Extract Text from PDF in Python

Extract Text from PDF

Text and Images are among the widely used objects within PDF documents and we may stumble upon a requirement to extract useful content from PDF documents. This scenario also becomes useful when we need to compare the selected text among multiple documents. Or, we have a requirement to bulk extract selected text and save it to another system/format. In this article, we are going to discuss the steps on how to extract text from PDF in Python.

PDF Processing SDK

As the scope of this article is towards Python programming language, so we are going to use Aspose.PDF Cloud SDK for Python. It is a wrapper around Aspose.PDF Cloud API. Please note that the REST architecture of Aspose.PDF Cloud enables you to access the API on any platform i.e. Desktop, Mobile, Web, Hybrid, etc, so you can leverage the PDF processing capabilities on a platform of your choice. Now in order to use the Python SDK, the first step is the installation. It is available for free download over PIP and GitHub repository. Now execute the following command on the terminal/command prompt to install the latest version of SDK on the system.

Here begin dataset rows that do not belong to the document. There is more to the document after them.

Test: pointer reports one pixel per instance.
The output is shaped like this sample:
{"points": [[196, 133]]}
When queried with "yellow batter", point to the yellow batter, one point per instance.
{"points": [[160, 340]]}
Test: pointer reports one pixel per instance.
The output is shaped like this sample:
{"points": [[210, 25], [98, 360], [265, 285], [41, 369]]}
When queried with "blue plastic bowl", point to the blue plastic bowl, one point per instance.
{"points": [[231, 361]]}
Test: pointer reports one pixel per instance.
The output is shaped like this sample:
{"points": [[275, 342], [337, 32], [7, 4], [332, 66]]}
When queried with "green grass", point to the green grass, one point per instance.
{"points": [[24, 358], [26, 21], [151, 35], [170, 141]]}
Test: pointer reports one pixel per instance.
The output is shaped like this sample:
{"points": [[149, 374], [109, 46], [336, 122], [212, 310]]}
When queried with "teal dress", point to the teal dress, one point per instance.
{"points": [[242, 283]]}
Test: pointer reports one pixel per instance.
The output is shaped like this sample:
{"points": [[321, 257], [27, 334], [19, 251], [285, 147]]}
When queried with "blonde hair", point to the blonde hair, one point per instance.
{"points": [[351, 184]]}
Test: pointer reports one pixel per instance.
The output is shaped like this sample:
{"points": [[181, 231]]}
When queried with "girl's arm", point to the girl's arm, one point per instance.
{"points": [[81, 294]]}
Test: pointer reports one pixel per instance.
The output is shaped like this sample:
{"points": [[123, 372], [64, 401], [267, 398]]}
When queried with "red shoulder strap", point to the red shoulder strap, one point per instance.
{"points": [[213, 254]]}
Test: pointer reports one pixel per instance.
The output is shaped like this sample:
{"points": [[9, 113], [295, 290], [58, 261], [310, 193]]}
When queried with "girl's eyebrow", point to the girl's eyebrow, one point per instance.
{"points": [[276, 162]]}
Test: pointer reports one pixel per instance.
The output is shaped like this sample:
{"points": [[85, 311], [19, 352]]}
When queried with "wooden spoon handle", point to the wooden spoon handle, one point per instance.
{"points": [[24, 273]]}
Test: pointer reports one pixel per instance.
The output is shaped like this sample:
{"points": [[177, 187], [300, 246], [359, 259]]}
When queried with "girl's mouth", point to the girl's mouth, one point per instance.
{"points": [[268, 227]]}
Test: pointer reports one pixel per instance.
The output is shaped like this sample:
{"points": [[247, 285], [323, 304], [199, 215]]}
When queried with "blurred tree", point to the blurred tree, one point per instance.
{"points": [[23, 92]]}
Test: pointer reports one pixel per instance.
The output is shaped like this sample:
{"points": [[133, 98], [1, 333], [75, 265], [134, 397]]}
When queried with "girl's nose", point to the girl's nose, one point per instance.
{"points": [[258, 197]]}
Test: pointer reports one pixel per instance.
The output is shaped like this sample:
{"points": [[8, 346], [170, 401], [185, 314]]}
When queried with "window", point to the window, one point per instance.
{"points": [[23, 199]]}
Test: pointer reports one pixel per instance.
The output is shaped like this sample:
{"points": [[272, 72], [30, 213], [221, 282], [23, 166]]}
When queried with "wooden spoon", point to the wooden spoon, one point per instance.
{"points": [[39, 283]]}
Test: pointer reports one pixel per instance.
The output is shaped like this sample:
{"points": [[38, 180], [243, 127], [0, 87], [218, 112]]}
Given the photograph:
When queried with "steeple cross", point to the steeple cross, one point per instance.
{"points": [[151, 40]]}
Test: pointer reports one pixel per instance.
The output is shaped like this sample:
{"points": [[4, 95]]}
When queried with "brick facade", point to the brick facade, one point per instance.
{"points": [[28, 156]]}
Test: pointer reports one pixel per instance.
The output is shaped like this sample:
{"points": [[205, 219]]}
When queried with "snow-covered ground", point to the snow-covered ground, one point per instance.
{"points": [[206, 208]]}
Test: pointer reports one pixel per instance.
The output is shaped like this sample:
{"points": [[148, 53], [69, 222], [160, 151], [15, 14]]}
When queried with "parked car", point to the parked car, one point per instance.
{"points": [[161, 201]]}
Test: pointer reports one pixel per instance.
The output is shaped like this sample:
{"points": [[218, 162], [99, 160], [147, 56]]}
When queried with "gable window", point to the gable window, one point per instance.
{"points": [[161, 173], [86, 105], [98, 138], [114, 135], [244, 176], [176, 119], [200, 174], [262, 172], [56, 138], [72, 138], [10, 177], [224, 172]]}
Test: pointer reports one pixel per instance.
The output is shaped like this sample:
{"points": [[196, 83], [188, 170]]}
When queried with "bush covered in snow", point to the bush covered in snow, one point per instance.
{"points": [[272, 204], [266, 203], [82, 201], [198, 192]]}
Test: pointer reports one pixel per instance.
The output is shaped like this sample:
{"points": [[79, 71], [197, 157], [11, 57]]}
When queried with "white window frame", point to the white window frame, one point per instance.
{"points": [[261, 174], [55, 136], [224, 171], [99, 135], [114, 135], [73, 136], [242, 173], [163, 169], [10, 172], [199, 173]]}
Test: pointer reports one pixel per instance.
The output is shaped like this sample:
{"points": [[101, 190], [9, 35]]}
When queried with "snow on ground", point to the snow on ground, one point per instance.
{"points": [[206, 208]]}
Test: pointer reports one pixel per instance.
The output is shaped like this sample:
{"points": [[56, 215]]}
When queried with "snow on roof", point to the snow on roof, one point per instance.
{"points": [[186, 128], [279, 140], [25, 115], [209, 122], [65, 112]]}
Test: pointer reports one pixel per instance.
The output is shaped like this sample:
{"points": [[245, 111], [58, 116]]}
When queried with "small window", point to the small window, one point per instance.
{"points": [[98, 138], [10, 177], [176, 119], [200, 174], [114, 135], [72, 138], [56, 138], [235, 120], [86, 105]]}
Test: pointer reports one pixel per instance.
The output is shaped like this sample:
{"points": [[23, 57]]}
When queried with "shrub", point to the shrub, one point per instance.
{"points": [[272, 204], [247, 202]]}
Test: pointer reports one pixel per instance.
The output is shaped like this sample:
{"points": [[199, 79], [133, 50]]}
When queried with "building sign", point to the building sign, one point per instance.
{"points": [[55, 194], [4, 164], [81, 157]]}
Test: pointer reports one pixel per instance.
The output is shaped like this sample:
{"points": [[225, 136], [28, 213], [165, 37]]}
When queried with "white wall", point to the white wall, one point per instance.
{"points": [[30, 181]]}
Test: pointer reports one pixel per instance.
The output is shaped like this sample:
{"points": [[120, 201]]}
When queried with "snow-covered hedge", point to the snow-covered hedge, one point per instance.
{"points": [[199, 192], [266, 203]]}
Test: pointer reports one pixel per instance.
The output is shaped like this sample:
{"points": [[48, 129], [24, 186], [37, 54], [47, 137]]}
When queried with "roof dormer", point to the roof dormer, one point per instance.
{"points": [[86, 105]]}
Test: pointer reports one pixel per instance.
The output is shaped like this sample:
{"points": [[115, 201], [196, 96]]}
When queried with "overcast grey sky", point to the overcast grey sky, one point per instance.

 pip install asposepdfcloud

PyCharm IDE

If you are using PyCharm IDE, you may directly add the SDK as a dependency in your project.

File -> Settings -> Project -> Python Interpreter -> asposepdfcloud

Image 1:- PyCharm settings option.
Image 2:- Aspose.Pdf Cloud Python Package.

Free Cloud Dashboard Account

After the installation, the next major step is a free subscription to our cloud services via Aspose.Cloud dashboard. The purpose of this subscription is to only allow authorized persons to access our file processing services. If you have GitHub or Google account, simply Sign Up or, click on the Create a new Account button and provide the required information. Now login to the dashboard using credentials and expand the Applications section from the dashboard and scroll down towards the Client Credentials section to see Client ID and Client Secret details.

Client credentials
Image 3:- Client Credentials on Aspose.Cloud Dashboard.

Extract Text from PDF in Python

Please follow the instructions given below to extract Text from PDF documents using Python SDK.

  • Firstly, we need to create an instance of ApiClient class while providing Client ID Client Secret as arguments
  • Secondly, create an instance of PdfApi class which takes ApiClient object as input argument
  • Now call the method get_text(..) while providing LLX, LLY, URX, URY coordinates information
Text extract preview
Image 4:- Text extract preview.

In case you need to extract the text from a specific page of the document, please try using GetPageText API which takes pageNumber as an argument.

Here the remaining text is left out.